«(…) Ele não respondeu. Nem sequer piscou. Ele me lembrava um personagem que havia sido transformado em pedra. Que feitiço poderia libertá-lo? Porquê agora?, perguntei. Essa era a minha arma secreta. A pergunta que sempre faço a meus pacientes na primeira visita. Preciso saber por que eles estão motivados a mudar. Porque hoje, entre todos os dias, eles querem começar a trabalhar comigo? Porque hoje é diferente de ontem, da semana passada ou do ano passado? Porque é diferente de amanhã? Às vezes, a dor nos empurra e às vezes, a esperança nos puxa. Perguntar Porquê agora? não é apenas fazer uma pergunta, é perguntar tudo. Um dos olhos dele se fechou momentaneamente, mas ele não disse nada. Conte-me porque está aqui, tentei novamente. Ele continuou mudo. Senti meu corpo ficar tenso e ser tomado por uma onda de incerteza e pela consciência das ténues e decisivas encruzilhadas onde nos encontrávamos: dois seres humanos cara a cara, ambos vulneráveis, ambos correndo riscos enquanto nos esforçávamos para dar nome à angústia e descobrir sua cura. Jason não havia chegado com uma indicação oficial. Aparentemente viera ao meu consultório por conta própria. Mas eu sabia, por experiência pessoal e clínica, que mesmo quando a pessoa decide se curar, pode permanecer travada durante anos.
Considerando
a gravidade dos sintomas que ele exibia, se eu não fosse capaz de fazê-lo
falar, minha única alternativa seria recomendá-lo a meu colega, o psiquiatra
chefe do Centro Médico do Exército William Beaumont, onde fiz o meu doutoramento.

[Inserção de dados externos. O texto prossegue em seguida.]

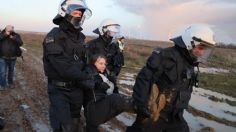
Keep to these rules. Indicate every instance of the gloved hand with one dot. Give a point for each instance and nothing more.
(102, 86)
(87, 84)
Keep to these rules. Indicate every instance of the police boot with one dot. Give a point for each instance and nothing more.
(128, 104)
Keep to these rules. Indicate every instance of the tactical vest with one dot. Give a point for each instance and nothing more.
(176, 80)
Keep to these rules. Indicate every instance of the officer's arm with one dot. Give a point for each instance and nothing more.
(144, 79)
(18, 39)
(66, 66)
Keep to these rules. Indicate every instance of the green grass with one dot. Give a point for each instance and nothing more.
(222, 83)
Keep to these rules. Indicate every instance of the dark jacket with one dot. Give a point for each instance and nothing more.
(110, 50)
(173, 74)
(98, 90)
(10, 47)
(64, 54)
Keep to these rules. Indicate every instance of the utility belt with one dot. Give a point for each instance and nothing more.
(68, 86)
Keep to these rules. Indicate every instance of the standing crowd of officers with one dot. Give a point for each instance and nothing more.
(84, 74)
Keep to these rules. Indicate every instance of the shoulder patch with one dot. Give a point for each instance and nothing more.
(49, 40)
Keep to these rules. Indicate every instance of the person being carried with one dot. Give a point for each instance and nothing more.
(107, 30)
(100, 103)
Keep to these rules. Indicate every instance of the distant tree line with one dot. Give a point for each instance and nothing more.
(228, 46)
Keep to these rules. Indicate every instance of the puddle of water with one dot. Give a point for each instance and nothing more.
(199, 100)
(196, 123)
(40, 127)
(213, 70)
(109, 128)
(215, 108)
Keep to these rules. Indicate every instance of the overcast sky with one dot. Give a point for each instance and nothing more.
(144, 19)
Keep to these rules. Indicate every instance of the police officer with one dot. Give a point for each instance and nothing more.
(102, 45)
(172, 69)
(64, 59)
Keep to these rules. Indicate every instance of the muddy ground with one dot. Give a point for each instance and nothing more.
(25, 106)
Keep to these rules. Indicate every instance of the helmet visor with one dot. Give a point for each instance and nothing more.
(202, 52)
(113, 28)
(71, 9)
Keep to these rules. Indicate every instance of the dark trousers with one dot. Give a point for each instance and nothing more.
(174, 125)
(6, 64)
(65, 106)
(99, 112)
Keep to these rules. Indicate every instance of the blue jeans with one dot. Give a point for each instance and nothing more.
(4, 65)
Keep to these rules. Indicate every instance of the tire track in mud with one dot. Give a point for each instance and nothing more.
(29, 96)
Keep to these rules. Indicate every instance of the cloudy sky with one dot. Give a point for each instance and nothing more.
(145, 19)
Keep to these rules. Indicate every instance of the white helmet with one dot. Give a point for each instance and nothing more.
(194, 35)
(67, 6)
(108, 25)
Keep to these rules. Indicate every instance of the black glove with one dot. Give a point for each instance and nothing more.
(102, 86)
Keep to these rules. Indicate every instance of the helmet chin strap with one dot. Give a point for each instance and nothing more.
(75, 21)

O Dr. Harold Kolmer diagnosticaria a catatonia de Jason, o internaria e
provavelmente receitaria um medicamento antipsicótico, como o Haldol. Imaginei
Jason numa camisola de hospital, os olhos ainda vidrados e o corpo, naquele
momento tão tenso, retorcendo-se em convulsões devido aos espasmos musculares
muitas vezes provocados pelos remédios prescritos para controlar a psicose.

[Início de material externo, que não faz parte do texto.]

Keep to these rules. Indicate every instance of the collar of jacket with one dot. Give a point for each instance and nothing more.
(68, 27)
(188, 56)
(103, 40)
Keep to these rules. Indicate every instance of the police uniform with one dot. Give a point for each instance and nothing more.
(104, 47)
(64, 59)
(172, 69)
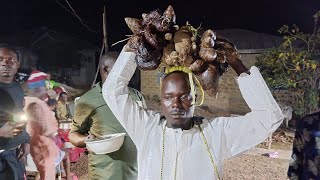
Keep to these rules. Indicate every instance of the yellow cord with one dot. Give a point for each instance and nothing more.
(191, 80)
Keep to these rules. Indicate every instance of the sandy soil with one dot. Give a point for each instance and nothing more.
(248, 167)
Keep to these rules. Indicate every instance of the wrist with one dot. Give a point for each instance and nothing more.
(238, 66)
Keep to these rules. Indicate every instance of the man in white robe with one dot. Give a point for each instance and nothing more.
(171, 144)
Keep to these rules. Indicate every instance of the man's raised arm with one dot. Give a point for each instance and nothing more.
(115, 91)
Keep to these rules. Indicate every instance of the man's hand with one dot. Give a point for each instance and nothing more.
(10, 130)
(23, 150)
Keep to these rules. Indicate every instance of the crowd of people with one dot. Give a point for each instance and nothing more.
(171, 144)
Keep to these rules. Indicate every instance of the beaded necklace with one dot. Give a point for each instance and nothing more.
(176, 162)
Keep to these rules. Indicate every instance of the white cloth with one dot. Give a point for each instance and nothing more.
(226, 136)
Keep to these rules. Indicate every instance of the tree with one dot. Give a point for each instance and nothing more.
(294, 66)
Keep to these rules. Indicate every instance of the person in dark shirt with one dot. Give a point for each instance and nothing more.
(14, 140)
(305, 159)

Confio totalmente no conhecimento de meus colegas psiquiatras e sou grata aos
medicamentos que salvam vidas, mas não gosto de pular directo para o internamento
se houver qualquer chance de sucesso com uma intervenção terapêutica. Eu temia
que, se recomendasse internamento e medicação para Jason sem primeiro explorar
outras opções, ele trocaria um tipo de entorpecimento por outro. Os membros
paralisados ganhariam movimentos involuntários da discinesia, uma espécie de
dança descoordenada
de tiques e movimentos repetitivos que acontece quando o sistema nervoso envia
o sinal para o corpo se mover sem a permissão da mente. O sofrimento dele, não
importava a causa, poderia ser silenciado, mas não resolvido, pelas drogas.

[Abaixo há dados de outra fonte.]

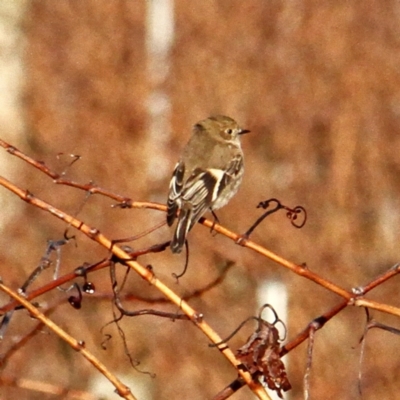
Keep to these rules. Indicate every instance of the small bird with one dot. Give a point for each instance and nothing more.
(207, 175)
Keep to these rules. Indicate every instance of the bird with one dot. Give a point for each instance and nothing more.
(207, 175)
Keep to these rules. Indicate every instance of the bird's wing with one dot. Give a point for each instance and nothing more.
(204, 186)
(175, 189)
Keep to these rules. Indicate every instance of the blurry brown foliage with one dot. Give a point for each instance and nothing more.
(318, 85)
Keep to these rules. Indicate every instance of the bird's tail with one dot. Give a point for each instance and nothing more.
(182, 228)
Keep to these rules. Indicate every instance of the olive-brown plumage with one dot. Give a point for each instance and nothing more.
(207, 175)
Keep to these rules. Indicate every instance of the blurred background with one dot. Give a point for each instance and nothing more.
(121, 84)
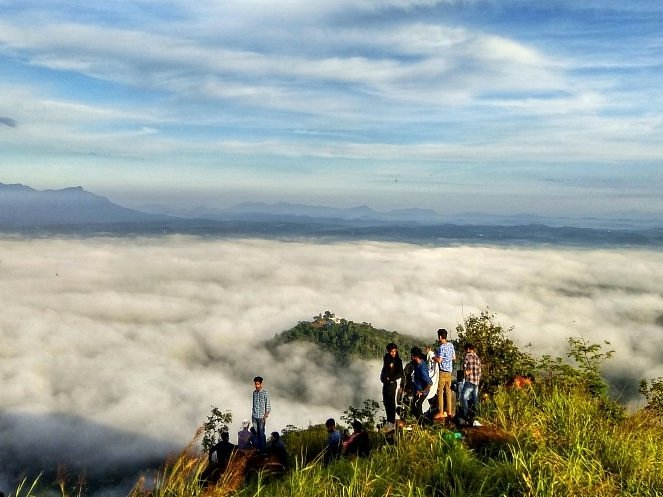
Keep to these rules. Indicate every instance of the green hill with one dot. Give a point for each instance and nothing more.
(344, 339)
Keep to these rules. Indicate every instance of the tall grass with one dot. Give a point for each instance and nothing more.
(559, 444)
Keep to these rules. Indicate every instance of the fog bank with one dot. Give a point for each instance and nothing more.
(112, 340)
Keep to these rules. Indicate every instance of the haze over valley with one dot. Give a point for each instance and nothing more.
(115, 347)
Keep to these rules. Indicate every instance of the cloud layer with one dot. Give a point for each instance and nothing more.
(108, 340)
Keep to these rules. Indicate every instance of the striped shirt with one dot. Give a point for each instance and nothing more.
(446, 352)
(472, 368)
(261, 404)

Talvez ele viesse a sentir-se melhor, ou sentir menos, o que muitas vezes
confundimos com a sensação de melhorar, mas não ficaria curado.
E agora? Eu pensava enquanto os minutos se
arrastavam pesados e Jason continuava sentado estático em meu sofá. Ele estava
ali porque queria, mas ainda assim permanecia aprisionado. Eu tinha apenas uma
hora. Uma oportunidade. Conseguiria fazê-lo se abrir? Conseguiria ajudá-lo a
anular o potencial violento que eu sentia tão vividamente como o vento do ar condicionado
na minha pele? Conseguiria mostrar para ele que, quaisquer que fossem seu
problema e sua dor, ele já possuía a chave para a própria liberdade? Na época,
eu não tinha como saber que, se fracassasse em fazer Jason falar naquele dia,
um destino bem pior do que um quarto de hospital o aguardava: uma vida numa
prisão de verdade, provavelmente no corredor da morte. Na época, eu só sabia
que precisava tentar. Enquanto analisava Jason, entendi que para alcançá-lo não
poderia apelar para os sentimentos. Devia usar uma linguagem mais confortável e
familiar para alguém das Forças Armadas. Eu devia dar ordens. Minha única esperança
de destravá-lo era fazer com que o sangue circulasse pelo seu corpo. Vamos dar
uma caminhada, falei. Não perguntei. Dei a ordem. Capitão, vamos levar Tess ao
parque. Agora. Jason pareceu entrar em pânico por um momento. Lá estava uma mulher,
uma estranha, falando com um pesado sotaque húngaro e dizendo a ele o que
fazer. Vi que ele olhou ao redor, como se estivesse pensando Como faço para
sair daqui?. Mas ele era um bom soldado. Ficou de pé. Sim, senhora, respondeu. Sim,
senhora». In Edith Eva Eger, A Bailarina de
Auschwitz, 2017, Editora Desassossego, 2018, ISBN 978-989-889-218-8.